Tear gas and the temporary closing of the San Ysidro border crossing in Southern California marked an early confrontation between a caravan of migrants desperate to enter the United States and the governments of America and Mexico trying to hold them back.
And as more members of migrant caravans arrive just south of the border in Tijuana each day, neither side of the conflict appears willing to back down.
The current discord at San Ysidro stems, in part, from confusion over what kind of legal status, if any, the migrants are entitled to from an administration moving quickly to limit options.
The caravan from Central America rushed the border after President Trump vowed to make asylum applicants wait in Mexico while their cases are considered to prevent what he called a “costly and dangerous situation.”
But applying for asylum is often a yearslong process. And the administration’s plan to require people seeking asylum to first enter the United States through “ports of entry” has been blocked in federal court.
The result is a state of chaos with no clear end in sight.
The first members of the caravan arrived at the southwestern border earlier this month to find about 3,000 people already waiting to be processed into the United States — the product of a Trump administration initiative known as “metering.” The policy limits the number of people who can apply for asylum in a single day.
As a result, newcomers are finding that they will have to wait up to months before they can even begin the lengthy asylum process. That has led to rising tensions among the many people who are holed up.
Additionally, the “port of entry” at San Ysidro has been shut down at least twice in the past week after members of the caravan tried to approach the crossing anyway, according to United States Customs and Border Protection officials.

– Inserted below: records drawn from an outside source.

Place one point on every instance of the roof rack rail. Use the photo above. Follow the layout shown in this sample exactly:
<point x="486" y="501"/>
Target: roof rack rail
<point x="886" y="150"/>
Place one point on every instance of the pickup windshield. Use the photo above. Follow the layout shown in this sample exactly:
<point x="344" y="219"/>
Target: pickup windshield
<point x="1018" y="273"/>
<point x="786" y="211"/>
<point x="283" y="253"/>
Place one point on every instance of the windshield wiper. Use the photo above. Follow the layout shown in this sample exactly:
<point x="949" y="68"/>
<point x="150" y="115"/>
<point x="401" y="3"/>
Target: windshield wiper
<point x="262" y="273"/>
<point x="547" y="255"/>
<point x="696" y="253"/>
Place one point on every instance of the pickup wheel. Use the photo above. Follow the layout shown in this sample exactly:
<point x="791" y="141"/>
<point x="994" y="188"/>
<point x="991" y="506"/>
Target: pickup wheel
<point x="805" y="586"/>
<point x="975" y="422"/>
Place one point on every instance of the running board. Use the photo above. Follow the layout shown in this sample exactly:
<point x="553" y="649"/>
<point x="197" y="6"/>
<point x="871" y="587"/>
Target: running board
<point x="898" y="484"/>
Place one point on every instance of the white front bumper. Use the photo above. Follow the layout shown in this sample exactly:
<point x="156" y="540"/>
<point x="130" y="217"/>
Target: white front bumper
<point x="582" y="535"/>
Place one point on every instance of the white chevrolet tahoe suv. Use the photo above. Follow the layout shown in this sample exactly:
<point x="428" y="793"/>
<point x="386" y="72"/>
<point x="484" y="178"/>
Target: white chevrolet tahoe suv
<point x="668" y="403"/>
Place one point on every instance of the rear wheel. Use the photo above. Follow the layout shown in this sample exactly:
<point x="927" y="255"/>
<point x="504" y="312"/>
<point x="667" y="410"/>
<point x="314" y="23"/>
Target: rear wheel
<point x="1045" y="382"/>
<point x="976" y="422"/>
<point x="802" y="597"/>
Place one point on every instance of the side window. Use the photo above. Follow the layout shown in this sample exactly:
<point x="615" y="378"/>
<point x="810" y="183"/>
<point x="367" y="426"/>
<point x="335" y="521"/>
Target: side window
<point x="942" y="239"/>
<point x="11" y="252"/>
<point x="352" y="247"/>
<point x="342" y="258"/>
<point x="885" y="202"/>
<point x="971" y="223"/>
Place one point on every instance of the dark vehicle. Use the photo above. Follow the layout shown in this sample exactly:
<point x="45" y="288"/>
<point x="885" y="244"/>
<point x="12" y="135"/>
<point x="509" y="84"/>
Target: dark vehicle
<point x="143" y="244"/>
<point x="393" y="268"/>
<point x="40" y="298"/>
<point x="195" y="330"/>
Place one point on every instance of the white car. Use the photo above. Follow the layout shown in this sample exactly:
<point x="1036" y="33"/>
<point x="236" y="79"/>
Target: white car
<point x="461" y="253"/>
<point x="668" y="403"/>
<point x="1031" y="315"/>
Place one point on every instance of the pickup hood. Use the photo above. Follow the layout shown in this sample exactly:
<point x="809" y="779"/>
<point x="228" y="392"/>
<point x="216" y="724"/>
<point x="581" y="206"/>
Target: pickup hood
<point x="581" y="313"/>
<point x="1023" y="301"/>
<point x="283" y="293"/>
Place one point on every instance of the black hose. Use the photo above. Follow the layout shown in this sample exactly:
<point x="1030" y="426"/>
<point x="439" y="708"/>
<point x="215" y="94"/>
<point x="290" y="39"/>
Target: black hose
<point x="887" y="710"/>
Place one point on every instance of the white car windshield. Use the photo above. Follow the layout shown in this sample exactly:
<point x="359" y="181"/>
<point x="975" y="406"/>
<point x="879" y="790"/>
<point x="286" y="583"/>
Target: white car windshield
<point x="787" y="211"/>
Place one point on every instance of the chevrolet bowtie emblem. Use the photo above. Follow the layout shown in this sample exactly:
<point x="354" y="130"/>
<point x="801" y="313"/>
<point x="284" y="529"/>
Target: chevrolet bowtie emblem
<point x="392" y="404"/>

Four distinct caravans, with as many as 10,000 total members, have set out for the United States, according to Alex Mensing, a project coordinator with Pueblo Sin Fronteras, a transnational group that organized the migrant caravan that captured Mr. Trump’s attention last spring.
But the groups have splintered and shape-shifted in the face of grueling travel, government opposition and the opportunity to seek asylum in places other than the United States.